CIVIC’s weekly spotlight on crimes committed by Immigration and Customs Enforcement. This week’s crime: Solitary Confinement
In response to the Trump administration’s creation of its new agency VOICE(Victims of Immigration Crime Engagement) and its publishing a weekly “list”
of crimes committed by immigrants in the United States,
CIVIC
will be running this weekly column listing crimes committed by Immigration and Customs Enforcement (ICE) — the real perpetrator of human and civil rights violations.
This is not to label people targeted by ICE and in immigration detention as helpless “victims,” but rather to directly counter the false propaganda being promoted by the Trump administration (and the xenophobia that has long-dominated U.S. media and public perceptions that have helped shape U.S. immigration policy). This weekly column is urgent and necessary to highlight the experiences of those victimized by state violence.
This week, the crime we highlight is the use, and abuse, of **solitary confinement **in U.S. immigration detention.
Solitary Confinement
Since President Trump took office, CIVIC has documented 9 separate violations of ICE’s Solitary Confinement Directive in immigration detention. In the last year, we have documented approximately 50 violations of ICE’s Solitary Confinement Directive, but neither ICE nor its contractors such as GEO Group and CCA/CoreCivic have been held accountable.
We receive more complaints about solitary confinement from people at the Adelanto Detention Facility than from any other detention facility we monitor. The number of incidents has increased since the Adelanto Detention Facility expanded in 2015, and women seem to be disproportionately affected by this practice. We have been told by the women put into solitary confinement at Adelanto that GEO Group leaves the lights on at night, making it difficult to sleep and contributing to their torture. At times, there has been no drinkable water for hours, dirty sheets, no blankets, no toilet paper, and no female hygiene products.

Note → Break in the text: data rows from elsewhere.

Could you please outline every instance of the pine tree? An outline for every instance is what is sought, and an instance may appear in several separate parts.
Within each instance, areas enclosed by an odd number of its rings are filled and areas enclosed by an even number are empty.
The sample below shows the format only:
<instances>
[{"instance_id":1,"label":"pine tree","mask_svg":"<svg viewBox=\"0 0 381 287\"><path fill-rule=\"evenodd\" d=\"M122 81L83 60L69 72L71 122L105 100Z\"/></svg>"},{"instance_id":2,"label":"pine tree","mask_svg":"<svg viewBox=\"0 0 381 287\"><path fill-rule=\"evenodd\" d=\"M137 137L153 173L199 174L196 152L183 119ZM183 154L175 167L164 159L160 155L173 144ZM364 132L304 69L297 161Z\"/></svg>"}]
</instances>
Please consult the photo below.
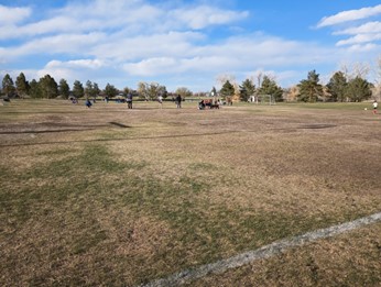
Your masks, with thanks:
<instances>
[{"instance_id":1,"label":"pine tree","mask_svg":"<svg viewBox=\"0 0 381 287\"><path fill-rule=\"evenodd\" d=\"M308 73L308 78L301 80L297 85L300 88L298 99L302 101L315 102L323 97L323 86L319 84L319 74L315 70Z\"/></svg>"},{"instance_id":2,"label":"pine tree","mask_svg":"<svg viewBox=\"0 0 381 287\"><path fill-rule=\"evenodd\" d=\"M64 98L68 99L70 96L70 88L65 79L59 80L58 93Z\"/></svg>"},{"instance_id":3,"label":"pine tree","mask_svg":"<svg viewBox=\"0 0 381 287\"><path fill-rule=\"evenodd\" d=\"M12 97L14 95L15 88L13 80L9 74L2 79L2 92L6 93L7 97Z\"/></svg>"},{"instance_id":4,"label":"pine tree","mask_svg":"<svg viewBox=\"0 0 381 287\"><path fill-rule=\"evenodd\" d=\"M251 96L255 93L255 85L252 80L246 79L241 86L239 86L239 96L241 101L248 101Z\"/></svg>"},{"instance_id":5,"label":"pine tree","mask_svg":"<svg viewBox=\"0 0 381 287\"><path fill-rule=\"evenodd\" d=\"M19 77L15 79L15 90L20 98L24 98L29 93L29 82L26 81L25 75L20 73Z\"/></svg>"},{"instance_id":6,"label":"pine tree","mask_svg":"<svg viewBox=\"0 0 381 287\"><path fill-rule=\"evenodd\" d=\"M327 84L328 92L333 101L345 101L347 97L347 78L342 71L336 71Z\"/></svg>"}]
</instances>

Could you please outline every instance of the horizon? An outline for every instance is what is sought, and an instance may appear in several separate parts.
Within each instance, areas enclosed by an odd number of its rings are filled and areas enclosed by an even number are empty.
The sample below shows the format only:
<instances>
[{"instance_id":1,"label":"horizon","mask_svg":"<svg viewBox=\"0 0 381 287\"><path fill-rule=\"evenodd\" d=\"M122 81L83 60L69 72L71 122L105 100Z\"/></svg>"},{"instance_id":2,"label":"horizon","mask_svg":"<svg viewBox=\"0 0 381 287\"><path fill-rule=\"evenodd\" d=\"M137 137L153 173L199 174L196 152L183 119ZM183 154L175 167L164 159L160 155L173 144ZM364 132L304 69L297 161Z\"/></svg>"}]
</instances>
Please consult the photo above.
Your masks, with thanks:
<instances>
[{"instance_id":1,"label":"horizon","mask_svg":"<svg viewBox=\"0 0 381 287\"><path fill-rule=\"evenodd\" d=\"M0 1L0 75L51 75L122 90L140 81L168 91L220 88L262 75L283 88L342 67L378 80L381 4L238 0Z\"/></svg>"}]
</instances>

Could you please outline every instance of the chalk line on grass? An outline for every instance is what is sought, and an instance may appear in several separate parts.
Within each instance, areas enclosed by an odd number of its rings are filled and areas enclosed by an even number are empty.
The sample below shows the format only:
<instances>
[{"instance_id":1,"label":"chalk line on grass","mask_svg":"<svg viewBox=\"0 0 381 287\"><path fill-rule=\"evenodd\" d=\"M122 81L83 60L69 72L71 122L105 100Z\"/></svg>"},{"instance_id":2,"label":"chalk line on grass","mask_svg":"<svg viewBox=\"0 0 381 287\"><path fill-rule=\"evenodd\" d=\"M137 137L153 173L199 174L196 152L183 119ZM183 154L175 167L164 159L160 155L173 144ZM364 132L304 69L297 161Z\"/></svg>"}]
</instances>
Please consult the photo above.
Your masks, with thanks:
<instances>
[{"instance_id":1,"label":"chalk line on grass","mask_svg":"<svg viewBox=\"0 0 381 287\"><path fill-rule=\"evenodd\" d=\"M258 260L268 258L270 256L276 255L286 251L287 249L301 246L308 242L314 242L319 239L331 238L363 225L368 225L374 222L381 221L381 212L375 213L369 217L360 218L355 221L346 222L342 224L334 225L326 229L319 229L312 232L307 232L305 234L294 236L291 239L285 239L281 241L276 241L269 245L265 245L261 249L244 252L232 256L230 258L221 260L216 263L202 265L199 267L193 269L182 271L179 273L173 274L166 278L157 279L144 285L140 285L140 287L168 287L168 286L178 286L185 283L189 283L192 280L202 278L208 274L219 274L224 273L228 269L240 267L242 265L252 263Z\"/></svg>"}]
</instances>

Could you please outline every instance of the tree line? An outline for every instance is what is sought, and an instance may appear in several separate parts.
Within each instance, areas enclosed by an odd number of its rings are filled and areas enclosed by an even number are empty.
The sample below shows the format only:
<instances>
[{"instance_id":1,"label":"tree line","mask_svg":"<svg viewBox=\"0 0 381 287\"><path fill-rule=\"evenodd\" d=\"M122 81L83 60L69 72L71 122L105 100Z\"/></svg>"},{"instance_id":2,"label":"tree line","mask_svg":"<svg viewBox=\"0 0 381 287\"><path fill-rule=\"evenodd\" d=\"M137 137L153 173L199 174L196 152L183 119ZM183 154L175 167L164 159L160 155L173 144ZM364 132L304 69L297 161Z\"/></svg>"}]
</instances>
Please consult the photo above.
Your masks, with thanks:
<instances>
[{"instance_id":1,"label":"tree line","mask_svg":"<svg viewBox=\"0 0 381 287\"><path fill-rule=\"evenodd\" d=\"M252 79L246 79L241 85L231 82L227 79L217 91L213 87L210 92L193 93L185 87L178 88L175 92L167 92L166 87L157 82L139 82L138 89L133 90L126 87L123 90L118 90L113 85L107 84L105 89L100 89L97 82L87 80L85 86L75 80L70 88L67 80L61 79L57 84L53 77L45 75L40 80L32 79L28 81L24 74L20 73L15 82L9 74L6 74L2 79L2 93L6 97L31 97L55 99L57 97L68 99L75 98L96 98L98 96L113 98L118 95L127 96L133 93L134 96L144 100L155 100L159 95L164 99L168 96L181 95L183 98L187 97L206 97L219 96L221 98L232 97L239 101L257 101L263 95L271 95L275 101L285 100L287 93L294 93L294 100L304 102L316 101L363 101L372 96L374 85L363 79L361 76L348 77L342 71L336 71L329 79L327 85L322 85L319 74L311 70L306 79L297 84L293 91L292 89L283 89L276 81L268 75L258 77L257 85Z\"/></svg>"}]
</instances>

Although under ICE’s Solitary Confinement Directive, people are not supposed to be held in solitary confinement, or segregation, for any consecutive 14-day period, CIVIC has documented people in prolonged solitary confinement for as long as 7 months at the Adelanto Detention Facility. Because the Adelanto Detention Facility also does not have enough cells that are ADA/Section 504 of the Rehabilitation Act compliant, it is our understanding that the facility uses the solitary confinement cells sometimes to house people who are confined to a wheel chair.

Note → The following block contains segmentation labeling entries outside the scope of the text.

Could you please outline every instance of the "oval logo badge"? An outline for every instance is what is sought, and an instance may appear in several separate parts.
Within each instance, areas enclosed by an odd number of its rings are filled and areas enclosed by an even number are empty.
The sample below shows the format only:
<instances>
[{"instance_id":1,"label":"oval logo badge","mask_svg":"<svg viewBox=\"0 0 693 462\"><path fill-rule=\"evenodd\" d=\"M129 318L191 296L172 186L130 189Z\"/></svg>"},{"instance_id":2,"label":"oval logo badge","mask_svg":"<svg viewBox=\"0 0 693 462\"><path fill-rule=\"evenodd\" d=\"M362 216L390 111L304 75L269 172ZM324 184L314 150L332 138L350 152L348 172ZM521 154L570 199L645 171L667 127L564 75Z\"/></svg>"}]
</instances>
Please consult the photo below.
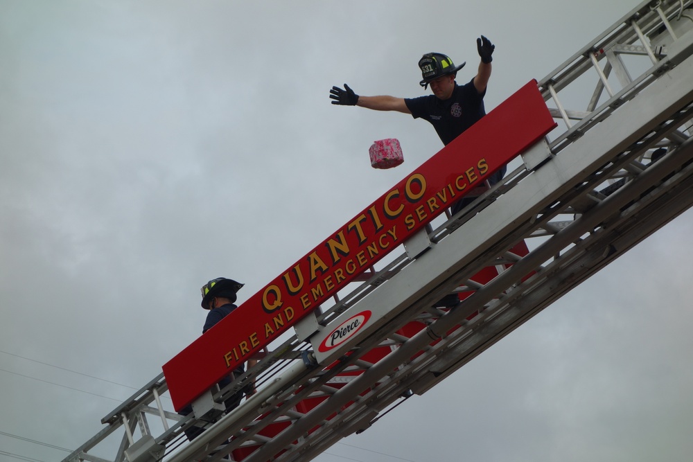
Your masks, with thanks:
<instances>
[{"instance_id":1,"label":"oval logo badge","mask_svg":"<svg viewBox=\"0 0 693 462\"><path fill-rule=\"evenodd\" d=\"M346 321L337 326L336 329L330 332L330 335L325 337L320 346L318 351L324 353L346 341L350 337L353 336L358 330L366 325L371 318L371 312L367 310L362 311L358 314L352 316Z\"/></svg>"}]
</instances>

Our independent monitoring efforts are backed up by data obtained from ICE through a Freedom of Information Act request by the Verge earlier this month. The data shows that at the Stewart Detention Center in Georgia run by CCA/CoreCivic (this company has no relationship to CIVIC), a man with a serious medical illness was held in solitary confinement for at least 30 days. ICE’s data also shows that CCA/CoreCivic, like GEO Group, placed people in solitary confinement simply because the facility’s medical unit was full.
Lalo
“Lalo” has been detained at the Adelanto Detention Facility for over seven months. He is 44, born in Mexico, but has lived in the United States since he was 2 years old. His past includes felony convictions, at least one of which can be reduced to a misdemeanor under California Proposition 47. He says he has been out of trouble for the past 11 years, “doing what any right-minded person will do,” until ICE arrested him at his home in August. He is also married to a U.S. citizen and has several U.S. citizen children.

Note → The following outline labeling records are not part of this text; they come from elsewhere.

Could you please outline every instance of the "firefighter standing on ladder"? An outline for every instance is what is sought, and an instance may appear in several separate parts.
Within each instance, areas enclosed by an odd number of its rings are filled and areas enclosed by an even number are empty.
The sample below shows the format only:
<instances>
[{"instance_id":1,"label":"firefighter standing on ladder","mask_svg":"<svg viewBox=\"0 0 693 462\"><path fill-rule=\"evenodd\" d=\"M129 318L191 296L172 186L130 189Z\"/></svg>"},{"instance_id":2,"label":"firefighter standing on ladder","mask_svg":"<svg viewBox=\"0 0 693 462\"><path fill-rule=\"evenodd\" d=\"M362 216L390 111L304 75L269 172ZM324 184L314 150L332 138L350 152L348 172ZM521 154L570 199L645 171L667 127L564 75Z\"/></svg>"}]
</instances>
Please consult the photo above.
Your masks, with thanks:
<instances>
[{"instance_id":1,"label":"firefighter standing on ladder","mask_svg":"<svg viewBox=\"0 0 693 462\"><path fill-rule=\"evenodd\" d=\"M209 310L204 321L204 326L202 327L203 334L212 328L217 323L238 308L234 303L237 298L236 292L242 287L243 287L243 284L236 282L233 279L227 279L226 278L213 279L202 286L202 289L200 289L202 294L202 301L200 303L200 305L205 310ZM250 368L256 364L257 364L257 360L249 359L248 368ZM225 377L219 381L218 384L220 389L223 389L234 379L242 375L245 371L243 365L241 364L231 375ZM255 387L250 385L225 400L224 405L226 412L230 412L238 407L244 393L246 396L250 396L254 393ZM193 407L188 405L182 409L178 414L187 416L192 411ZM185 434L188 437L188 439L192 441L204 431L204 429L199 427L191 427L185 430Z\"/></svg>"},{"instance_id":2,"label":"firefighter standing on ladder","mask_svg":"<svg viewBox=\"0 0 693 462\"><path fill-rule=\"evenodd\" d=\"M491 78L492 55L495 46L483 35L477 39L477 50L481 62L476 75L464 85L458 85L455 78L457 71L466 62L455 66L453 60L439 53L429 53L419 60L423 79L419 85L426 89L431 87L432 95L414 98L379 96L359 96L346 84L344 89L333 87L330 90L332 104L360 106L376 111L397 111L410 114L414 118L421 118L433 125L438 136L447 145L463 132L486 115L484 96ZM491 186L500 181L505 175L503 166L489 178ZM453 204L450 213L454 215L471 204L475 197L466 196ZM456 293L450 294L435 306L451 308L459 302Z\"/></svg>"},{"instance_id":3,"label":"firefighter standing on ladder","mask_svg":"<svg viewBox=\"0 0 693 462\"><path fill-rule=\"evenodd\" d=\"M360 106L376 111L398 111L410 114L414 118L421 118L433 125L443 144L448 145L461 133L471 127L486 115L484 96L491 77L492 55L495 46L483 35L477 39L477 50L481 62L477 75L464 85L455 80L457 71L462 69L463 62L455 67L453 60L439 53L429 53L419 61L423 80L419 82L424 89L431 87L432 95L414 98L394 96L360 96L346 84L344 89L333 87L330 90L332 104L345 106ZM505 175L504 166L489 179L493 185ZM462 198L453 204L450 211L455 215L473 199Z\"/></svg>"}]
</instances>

In detention, Lalo makes holiday cards and sells his drawings to the other men. But late in January, Lalo told us that he has been put into solitary confinement. As of the last time we have heard from him, he was still in solitary.Lalo says he was put into solitary along with several other men after a dispute with a guard over a simple matter — the way he called the men’s names. When Lalo and several others raised the issue, they were accused of threatening the guards. Now, it is their word against the guard’s.
Married in Solitary
On January 25, Lalo got married to his U.S. citizen partner. “A great thing,” he says. But “not how I ever planned my wedding.” The ceremony took place in the detention center’s visitation area early in the morning, with two of his children as witnesses. Then he returned to solitary confinement.
As part of his punishment, Lalo is unable to purchase cards from the commissary that he likes to draw on. He is unable to access the computer to work on the necessary paperwork for his case. He has also been denied visits from his wife and from CIVIC-affiliated volunteers.
He says, “I really can’t do much from in here. I have a strong fight, even though I did wrong when I was young. The judge has told me himself I have a fight. Let’s hope for the best.”